WASHINGTON, March 16, 2016 - With very large farms now producing most of the nation’s milk at dramatically lower cost than smaller, single-family operations, the challenge of designing federal dairy support policy has become more complicated, says a new report from USDA’s Economic Research Service (ERS).

The median size of dairy farms (half above, half below the median) ballooned from 80 cows in 1987 to 900 cows in 2012. Overall, consolidation reduced the average milk production cost by nearly 19 percent between 1998 and 2012, ERS says. The cost of producing milk on farms with 2,000 or more head is 24 percent below that for farms with fewer than 1,000 head, it adds.

Such a sharp reduction in costs has allowed the U.S. to become competitive with the world’s lowest-cost milk exporters, such as New Zealand, in a growing global market. Total U.S. dairy exports were $7.2 billion in 2014, up from $1 billion in 2003. But more reliance on exports also introduces greater potential for price volatility, says the study, written by ERS agricultural economists James M. MacDonald, Jerry Cessna and Roberto Mosheim.

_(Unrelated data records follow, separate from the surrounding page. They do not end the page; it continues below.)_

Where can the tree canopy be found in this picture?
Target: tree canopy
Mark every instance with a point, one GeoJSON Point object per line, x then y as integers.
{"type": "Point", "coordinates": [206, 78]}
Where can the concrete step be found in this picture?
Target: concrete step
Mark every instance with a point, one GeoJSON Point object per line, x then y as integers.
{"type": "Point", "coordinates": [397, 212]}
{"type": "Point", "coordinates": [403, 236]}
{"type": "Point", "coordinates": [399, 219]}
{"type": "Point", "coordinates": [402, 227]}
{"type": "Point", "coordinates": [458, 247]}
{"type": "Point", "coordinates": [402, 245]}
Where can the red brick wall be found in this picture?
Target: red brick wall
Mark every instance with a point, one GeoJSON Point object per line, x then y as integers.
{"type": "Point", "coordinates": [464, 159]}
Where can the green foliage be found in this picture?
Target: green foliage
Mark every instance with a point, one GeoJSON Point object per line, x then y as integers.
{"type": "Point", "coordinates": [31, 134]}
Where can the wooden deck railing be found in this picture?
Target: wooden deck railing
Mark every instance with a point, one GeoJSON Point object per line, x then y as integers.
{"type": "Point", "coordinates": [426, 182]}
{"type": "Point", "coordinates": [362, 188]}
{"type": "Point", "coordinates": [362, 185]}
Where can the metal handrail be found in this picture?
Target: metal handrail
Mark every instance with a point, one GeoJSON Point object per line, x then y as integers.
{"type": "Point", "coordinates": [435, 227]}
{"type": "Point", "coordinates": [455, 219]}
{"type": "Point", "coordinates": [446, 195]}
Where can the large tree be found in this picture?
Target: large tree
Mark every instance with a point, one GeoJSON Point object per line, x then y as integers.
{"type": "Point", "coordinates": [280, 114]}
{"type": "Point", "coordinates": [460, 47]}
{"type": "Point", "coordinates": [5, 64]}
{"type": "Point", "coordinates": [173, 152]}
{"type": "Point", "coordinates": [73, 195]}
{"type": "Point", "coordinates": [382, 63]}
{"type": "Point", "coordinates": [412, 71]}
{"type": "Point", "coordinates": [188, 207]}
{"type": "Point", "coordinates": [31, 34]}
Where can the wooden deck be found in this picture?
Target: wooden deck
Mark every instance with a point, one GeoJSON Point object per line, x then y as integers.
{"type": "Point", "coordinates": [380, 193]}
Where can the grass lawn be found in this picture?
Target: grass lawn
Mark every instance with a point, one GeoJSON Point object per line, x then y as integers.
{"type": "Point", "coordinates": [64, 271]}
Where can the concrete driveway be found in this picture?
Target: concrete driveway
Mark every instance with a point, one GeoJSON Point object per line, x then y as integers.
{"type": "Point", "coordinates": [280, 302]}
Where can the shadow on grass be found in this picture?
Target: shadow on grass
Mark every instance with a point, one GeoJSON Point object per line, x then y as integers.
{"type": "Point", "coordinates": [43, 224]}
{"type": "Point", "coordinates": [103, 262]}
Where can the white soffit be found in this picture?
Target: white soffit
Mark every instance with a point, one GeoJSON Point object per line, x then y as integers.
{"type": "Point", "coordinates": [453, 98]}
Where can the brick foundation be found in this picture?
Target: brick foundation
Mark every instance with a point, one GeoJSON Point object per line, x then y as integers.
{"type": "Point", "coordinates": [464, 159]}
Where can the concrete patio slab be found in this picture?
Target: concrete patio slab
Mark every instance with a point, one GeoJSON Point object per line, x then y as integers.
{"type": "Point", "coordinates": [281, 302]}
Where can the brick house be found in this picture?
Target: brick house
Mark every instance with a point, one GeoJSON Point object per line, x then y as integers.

The 2014 farm bill’s Dairy Margin Protection Program (MPP-Dairy) was a response to volatility in milk and feed prices, “particularly in 2009 when falling milk prices combined with still-high feed prices to impose unprecedented financial stress on the dairy industry,” they say. In contrast to prior dairy policy, it targets fluctuations in the margin between milk and feed prices.

The new program appears useful for the larger farms that produce most of the nation’s milk. “Almost 25,000 farms – 55 percent of licensed dairy operations, accounting for about 80 percent of 2014 U.S. milk production – enrolled in the program for 2015 coverage,” the report says. Some 45 percent of enrollees – “representing more than half of the historic milk production of enrolled farms” – chose catastrophic coverage for a $100 administrative fee, while 42 percent elected to pay premiums for coverage of $6 and $6.50 margins, according to the report.

On the other hand, MPP-Dairy is less popular with some farmers. The National Farmers Union (NFU), traditionally an advocate for smaller-scale operations, has called the program a failure, saying in a resolution adopted at its 2016 annual meeting that “USDA should refund the millions that dairy farmers paid into the program since 2014.”

NFU delegates created an “Emergency Dairy Price Committee” to develop a new program. The committee was told to consider asking Agriculture Secretary Tom Vilsack to declare an emergency and suspend the program. MPP-Dairy “trigger levels are ineffective and do not reflect actual on farm margins that are well below production costs nationwide,” it said.

The position is a reversal of NFU’s 2015 platform support for MPP-Dairy. Just over a year ago, NFU President Roger Johnson said that “the warm reception the new program was receiving from family farmers was clear evidence that they need good risk management tools in hand.” He added, “Family-run dairy farms across the country embraced this program in large numbers, because farmers need risk management tools to handle situations beyond their control.”

The National Milk Producers Federation (NMPF), which proposed many of its features, continues to support the program “because it offers farmers a measure of protection against either low milk prices or high feed costs, or the combination,” Senior Vice President Chris Galen told Agri-Pulse in an email. “While conditions in the past year have been poor, they have been nowhere near the catastrophically bad conditions we saw in 2009 and 2012. Hence, the 2015/16 conditions haven’t really put the MPP to the test for the protection it offers.”

He points out that the previous dairy product price support program and the Milk Income Loss Contract (MILC) program would not have been triggered in 2015. “Those programs were replaced in the current farm bill precisely because they were ineffective, and would remain so under current market conditions,” he says.

“All that said, there certainly are ways the MPP program can be improved, and we have been in continual discussions with USDA on a number of items. We will continue to examine other aspects, such as making the cost of various levels of supplemental coverage more affordable,” Galen adds. “Obviously, any significant changes would have to involve Congress reopening the farm bill, and that is not likely to happen this year.”